Гаршин удивленно смотрел то на старушку, то на сапоги.
— Не понимаю вас, Прасковья Андреевна, — ответил Гаршин.
— А что ж тут понимать, один сапог-то без каблука, — как бы испытывая подполковника, загадочно сказала женщина.
— Да, он действительно без каблука, — протянул Гаршин и, рассматривая развороченную подошву у задника, где когда-то находился каблук, он стал что-то вспоминать.
— Так это же, батюшка мой, наверно, сапоги того ирода, который хотел сделать крушение, когда дежурил на стрелке мой внук, вот этот, Алешка, — сказала, наклоняясь к столу, Прасковья Андреевна. Алешка при этом приподнялся, но ничего не сказал.
— Так ты, парень, и будешь стрелочник Алексей Огоньков! — широко улыбаясь, проговорил Гаршин и, подойдя к смущенно залившемуся краской юноше, обнял его за плечи.
— Теперь всё понимаю, всё вспомнил. Спасибо вам, Прасковья Андреевна! Только где же вы достали эти сапоги и, главное, чьи они? — спросил Гаршин и сел на стул перед столом напротив старушки, внимательно слушая ее неторопливый рассказ.
Оказывается, хозяином пары сапог может быть только квартирант Михайловых, слесарь депо Василий Бражник. Живет он у Михайловых уже третий год. Парень вроде как парень, а сапоги эти и вызвали у старушки сомнение.
— А где же были эти сапоги? Знает ли Бражник, что вы их нашли? Знает ли он, что вы пошли ко мне? — быстро спросил Гаршин.
Нет, Бражник ничего обо всем этом не знал. Сапоги же оказались во дворе Михайловых, в старом, давно заброшенном колодце. Как раз в этот самый колодец, а он довольно глубокий, попал Шишка.

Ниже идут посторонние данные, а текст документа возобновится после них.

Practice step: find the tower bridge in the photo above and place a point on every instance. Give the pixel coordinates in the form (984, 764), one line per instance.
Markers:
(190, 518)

— Кто это Шишка? — спросил совсем повеселевший Гаршин.
— Алешки моего рыжий, да такой, знаете, озорной пес, — отвечала Прасковья Андреевна и продолжала: — И Шишку было жалко Алешке, а мне за Алешку тоже страшно — колодец-то темный, как в дыре. Парень всё же решил спуститься. Дала я ему свое согласие и сама, старая, помогала привязать веревку к ближнему дереву, груша-то была, помогла обвязаться и внуку. Полез он туда. Слышала, как лаял там от радости Шишка — как они выберутся, — думаю, — но смотрю, Алешка мой с Шишкой в обнимку тянется по веревке. Шишка у него смирно сидит на плечах, а под мышкой у Алешки вот эти самые сапоги. Видела я их у Бражника раньше, а с зимы не вижу.
— Так вот и выходит, что квартирантушка наш хотел загубить и поезд и внука моего Алешку тоже, — заключила старушка.
Гаршин поднялся и крепко пожал руку сперва Прасковье Андреевне, потом ее внуку, стрелочнику Алексею Огонькову.
— Только, товарищи, нигде, никому, ни одного слова обо всем, что у нас здесь происходило, — начал было Гаршин.